All’incontro erano presenti il prof. Tartaglia, Presidente della Commissione Servizi, e il Segretario Generale del Comune di Taranto, dott. Eugenio De Carlo. L’assemblea – fanno sapere – ha visto una partecipazione ampia e qualificata di enti, istituzioni, realtà del mondo ecclesiale, scolastico, universitario, produttivo, sindacale, culturale e associativo, a conferma del valore e della vitalità del percorso avviato negli anni con la Carta della Pace.
Tra i partecipanti anche: Arcidiocesi di Taranto; Università degli Studi di Bari; Università LUMSA; Conservatorio Statale “G. Paisiello”, Arpa e numerosi istituti scolastici cittadini; ordini professionali; associazioni di categoria; organizzazioni sindacali; realtà ecclesiali e del terzo settore; comitati civici; associazioni culturali e ambientali; enti e organismi pubblici.
Nel suo intervento – aggiungono – il Presidente Gianni Liviano ha sottolineato la necessità di ricostruire a Taranto una comunità viva, coesa e resistente, capace di superare frammentazioni e solitudini, valorizzando le energie già presenti in città.
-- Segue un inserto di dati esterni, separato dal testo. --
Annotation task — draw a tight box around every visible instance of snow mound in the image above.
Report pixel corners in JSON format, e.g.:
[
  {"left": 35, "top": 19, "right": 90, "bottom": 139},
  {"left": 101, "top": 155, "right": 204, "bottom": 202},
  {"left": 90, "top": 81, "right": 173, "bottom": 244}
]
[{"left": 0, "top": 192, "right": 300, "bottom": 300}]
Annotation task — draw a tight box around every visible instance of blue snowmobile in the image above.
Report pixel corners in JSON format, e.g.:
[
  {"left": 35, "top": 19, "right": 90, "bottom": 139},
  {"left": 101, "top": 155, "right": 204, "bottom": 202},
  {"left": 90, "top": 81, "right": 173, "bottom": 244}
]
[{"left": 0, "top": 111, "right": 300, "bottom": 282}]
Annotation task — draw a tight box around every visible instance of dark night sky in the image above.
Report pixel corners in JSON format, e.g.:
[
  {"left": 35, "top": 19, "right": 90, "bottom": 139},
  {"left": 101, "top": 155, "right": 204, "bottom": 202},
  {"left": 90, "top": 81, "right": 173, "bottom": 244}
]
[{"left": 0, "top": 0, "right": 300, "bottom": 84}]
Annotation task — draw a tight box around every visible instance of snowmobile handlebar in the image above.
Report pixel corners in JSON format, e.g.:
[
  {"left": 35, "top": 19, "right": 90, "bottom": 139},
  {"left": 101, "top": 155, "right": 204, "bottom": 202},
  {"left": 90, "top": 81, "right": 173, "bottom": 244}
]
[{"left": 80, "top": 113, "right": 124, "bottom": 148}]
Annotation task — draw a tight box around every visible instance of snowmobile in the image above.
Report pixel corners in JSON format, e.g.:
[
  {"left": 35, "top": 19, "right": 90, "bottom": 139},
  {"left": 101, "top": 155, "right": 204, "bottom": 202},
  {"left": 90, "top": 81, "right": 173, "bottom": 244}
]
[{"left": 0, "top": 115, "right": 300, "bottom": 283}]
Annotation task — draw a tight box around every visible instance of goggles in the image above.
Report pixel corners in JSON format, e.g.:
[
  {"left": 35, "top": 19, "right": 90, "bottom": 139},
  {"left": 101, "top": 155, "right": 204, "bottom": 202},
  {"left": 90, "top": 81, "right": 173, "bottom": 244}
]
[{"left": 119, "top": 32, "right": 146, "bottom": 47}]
In questo quadro ha proposto l’avvio di un nuovo percorso condiviso, fondato sulla continuità con la Carta della Pace, ma orientato a rendere i valori già affermati vivi, quotidiani e praticati. Il Presidente della Commissione Servizi Gianni Tartaglia ha ribadito la sua convinta adesione al percorso e la disponibilità a farne parte da protagonista.
È stata presentata – continuano – la proposta di avviare la costruzione della Carta del Noi, intesa non come un nuovo documento formale, ma come un processo pubblico di ascolto diffuso, capace di rispondere a una domanda semplice e profonda:
“Che cosa significa oggi dire ‘noi’ a Taranto?”
La Carta del Noi non sostituisce né modifica la Carta della Pace, ma ne rappresenta un’evoluzione naturale:
se la Carta della Pace afferma i valori, la Carta del Noi prova a dire come stare insieme nella città, riconoscendosi parte della stessa comunità anche nelle differenze.
Il percorso sarà costruito attraverso l’ascolto nei quartieri, nelle scuole, nei luoghi di lavoro, nelle associazioni e negli spazi informali della città, raccogliendo non opinioni astratte ma storie, esperienze e parole vissute.
L’assemblea ha ribadito che la forza di questo percorso risiede nel camminare insieme, nella corresponsabilità e nella scelta di prendersi tempo per costruire un processo autentico, capace di rafforzare il tessuto civico e la fiducia tra cittadini e istituzioni.
La carta del Noi – concludono – nasce perché a Taranto esiste già una comunità che ha scelto di non arrendersi e di continuare a costruire futuro insieme.